Florida State University researchers have found that the epithelial tissues that line the surfaces of organs throughout the body intrinsically have hot spots for cancerous tumors.
They discovered this by examining a common household pest — the fruit fly.
“Flies and humans have a lot in common in terms of genes and pathways for developing cancer,” said Wu-Min Deng, professor of biological science at Florida State and the senior author on the paper.
Deng and his now former postdoctoral researcher Yoichiro Tamori found that in the fruit fly, tumors always originated from specific regions of the epithelial tissue.
Their findings are outlined in a study published in PLOS Biology.
Deng and Tamori were interested in examining basic pathways and tissue structures where tumors might form. Many scientists study the development in fruit flies as a model to determine the basic fundamentals of several diseases, including cancer.

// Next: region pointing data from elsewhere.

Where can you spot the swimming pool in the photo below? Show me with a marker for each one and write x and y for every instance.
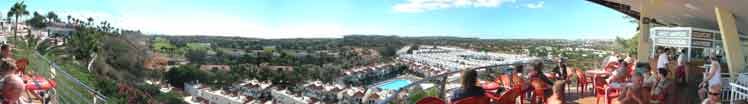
(395, 84)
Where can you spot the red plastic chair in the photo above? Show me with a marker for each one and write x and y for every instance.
(658, 99)
(582, 82)
(431, 100)
(610, 67)
(473, 100)
(508, 97)
(21, 65)
(600, 87)
(539, 88)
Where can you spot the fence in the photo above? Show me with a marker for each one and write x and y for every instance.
(69, 89)
(737, 90)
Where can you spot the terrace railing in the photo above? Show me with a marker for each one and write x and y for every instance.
(737, 90)
(441, 80)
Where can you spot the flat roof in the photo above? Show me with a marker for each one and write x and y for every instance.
(690, 13)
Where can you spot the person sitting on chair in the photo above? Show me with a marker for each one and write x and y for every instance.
(661, 84)
(12, 84)
(558, 93)
(632, 91)
(469, 86)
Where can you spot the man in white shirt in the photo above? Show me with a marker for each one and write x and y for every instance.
(662, 61)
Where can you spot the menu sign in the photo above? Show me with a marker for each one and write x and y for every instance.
(671, 33)
(673, 42)
(701, 43)
(701, 35)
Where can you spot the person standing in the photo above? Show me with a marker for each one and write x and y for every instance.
(5, 51)
(469, 86)
(12, 84)
(662, 59)
(681, 71)
(713, 77)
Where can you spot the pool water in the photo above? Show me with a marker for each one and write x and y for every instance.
(395, 84)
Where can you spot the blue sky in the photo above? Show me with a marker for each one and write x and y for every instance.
(568, 19)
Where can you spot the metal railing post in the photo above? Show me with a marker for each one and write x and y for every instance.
(442, 87)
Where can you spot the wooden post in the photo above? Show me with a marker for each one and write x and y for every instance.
(643, 51)
(730, 40)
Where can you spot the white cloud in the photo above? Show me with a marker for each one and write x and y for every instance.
(416, 6)
(535, 5)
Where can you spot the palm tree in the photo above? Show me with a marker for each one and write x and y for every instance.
(18, 10)
(69, 17)
(90, 21)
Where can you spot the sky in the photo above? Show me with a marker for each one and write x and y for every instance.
(565, 19)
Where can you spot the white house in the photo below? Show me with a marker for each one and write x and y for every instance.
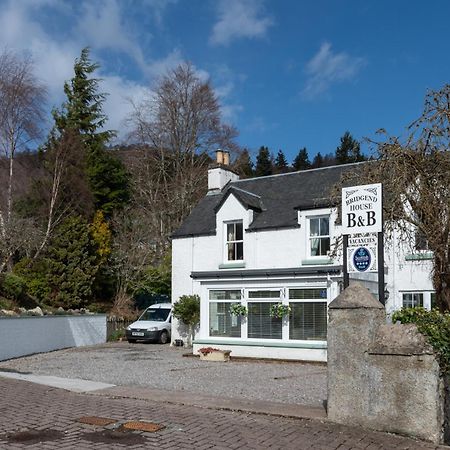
(265, 241)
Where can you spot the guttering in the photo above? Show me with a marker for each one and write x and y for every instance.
(268, 273)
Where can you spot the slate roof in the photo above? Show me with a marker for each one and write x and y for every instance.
(275, 199)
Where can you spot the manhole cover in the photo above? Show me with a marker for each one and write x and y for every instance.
(114, 437)
(33, 436)
(142, 426)
(98, 421)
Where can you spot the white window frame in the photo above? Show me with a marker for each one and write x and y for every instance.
(226, 241)
(229, 301)
(426, 295)
(325, 236)
(324, 300)
(278, 299)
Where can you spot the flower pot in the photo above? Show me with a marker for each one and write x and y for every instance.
(216, 355)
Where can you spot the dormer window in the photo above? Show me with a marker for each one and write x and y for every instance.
(319, 236)
(234, 249)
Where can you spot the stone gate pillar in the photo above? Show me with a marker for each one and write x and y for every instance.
(354, 317)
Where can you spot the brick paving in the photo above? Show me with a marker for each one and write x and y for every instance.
(33, 416)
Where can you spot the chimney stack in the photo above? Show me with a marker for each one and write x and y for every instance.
(219, 156)
(220, 173)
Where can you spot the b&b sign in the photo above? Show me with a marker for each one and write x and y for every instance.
(361, 209)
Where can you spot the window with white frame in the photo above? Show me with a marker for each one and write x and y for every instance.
(261, 325)
(308, 315)
(319, 236)
(221, 321)
(412, 299)
(421, 241)
(234, 249)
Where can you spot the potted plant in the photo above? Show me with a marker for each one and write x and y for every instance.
(187, 309)
(214, 354)
(278, 310)
(236, 309)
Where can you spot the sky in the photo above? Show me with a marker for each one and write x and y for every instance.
(288, 73)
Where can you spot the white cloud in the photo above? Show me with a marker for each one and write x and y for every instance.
(240, 19)
(158, 8)
(327, 68)
(102, 24)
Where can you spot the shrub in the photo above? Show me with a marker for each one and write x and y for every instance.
(435, 326)
(12, 286)
(187, 309)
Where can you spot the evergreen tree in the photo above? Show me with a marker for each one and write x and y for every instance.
(301, 161)
(349, 150)
(244, 165)
(317, 161)
(264, 165)
(82, 113)
(71, 264)
(281, 165)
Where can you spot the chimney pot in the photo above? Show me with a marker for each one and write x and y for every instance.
(219, 156)
(226, 158)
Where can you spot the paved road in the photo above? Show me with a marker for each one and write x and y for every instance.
(33, 416)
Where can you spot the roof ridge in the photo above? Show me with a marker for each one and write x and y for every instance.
(299, 171)
(244, 191)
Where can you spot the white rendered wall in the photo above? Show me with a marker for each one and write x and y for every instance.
(299, 354)
(20, 336)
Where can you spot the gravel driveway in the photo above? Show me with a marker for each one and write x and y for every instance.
(164, 367)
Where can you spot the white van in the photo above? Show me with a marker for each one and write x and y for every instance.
(154, 324)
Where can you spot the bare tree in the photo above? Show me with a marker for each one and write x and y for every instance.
(133, 250)
(415, 173)
(22, 100)
(180, 124)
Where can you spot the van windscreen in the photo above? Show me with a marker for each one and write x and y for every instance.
(155, 315)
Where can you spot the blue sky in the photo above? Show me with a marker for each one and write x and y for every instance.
(288, 73)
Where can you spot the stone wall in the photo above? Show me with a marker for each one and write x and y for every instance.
(381, 376)
(20, 336)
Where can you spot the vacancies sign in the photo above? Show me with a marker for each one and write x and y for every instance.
(361, 209)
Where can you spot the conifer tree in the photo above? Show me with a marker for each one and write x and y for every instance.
(82, 113)
(71, 264)
(264, 165)
(244, 165)
(281, 165)
(317, 161)
(349, 150)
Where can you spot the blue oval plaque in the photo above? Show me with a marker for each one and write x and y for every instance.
(362, 259)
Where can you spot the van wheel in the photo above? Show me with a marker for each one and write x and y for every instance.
(164, 337)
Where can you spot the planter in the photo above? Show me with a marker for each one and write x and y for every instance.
(215, 355)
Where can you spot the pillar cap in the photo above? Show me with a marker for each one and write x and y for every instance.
(356, 296)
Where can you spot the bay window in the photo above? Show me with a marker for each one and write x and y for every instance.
(221, 321)
(308, 316)
(260, 323)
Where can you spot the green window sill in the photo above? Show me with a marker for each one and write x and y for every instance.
(317, 262)
(419, 256)
(231, 265)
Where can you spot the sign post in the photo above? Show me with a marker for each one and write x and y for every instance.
(362, 229)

“At its heart, this is basic research investigating how cancer gets started,” Deng said. “What are the tissue microenvironments that facilitate tumor formation?”
In examining fruit flies, researchers looked at the developing epithelial tissues in fruit fly larvae, called imaginal discs. The discs eventually form an outer layer structure of an adult fly. These discs are formed by sheets of cells called epithelia which have distinct upper and lower sides.
In mammals, similarly, epithelia cover all surfaces and line all cavities of the body. More than 80 percent of human cancers are originated from epithelial tissues.
Deng and his team used genetic engineering to turn off tumor suppressor genes in the larvae that are also found in humans and other animals. After they inactivated the tumor suppressor gene, the researchers discovered that tumors always originate from a specific area of the disc.
These tumor hotspots all involved an oncogenic signaling pathway that have been shown to play a part in many types of human cancers. Signaling pathways are essentially the communication networks within a cell telling it to perform a specific function.
Researchers found that on the basal — or underside — of the epithelial sheets, the tumor hotspot had a unique and rigid structure. Because of this robust structure at the basal side, pro-tumor cells pop out of the apical side — or top of the sheet — and start tumor formation.
But in other areas of the epithelial tissue — what researchers called a tumor cold spot — the basal side of the tissue was more loosely constructed and pro-tumor cells were extruded from the basal side and die.
Deng and Tamori hope to continue their work looking at cancer and delve deeper into the signaling pathways and tissues in mammal systems.
“If we know what intrinsic factors cause tumor formation, we may be able to harness it and learn more,” Deng said. “The more we know, the better we can get at treating and preventing cancer.”
Emiko Suzuki, a colleague of Tamori’s at the National Institute of Genetics in Japan, also contributed to the paper.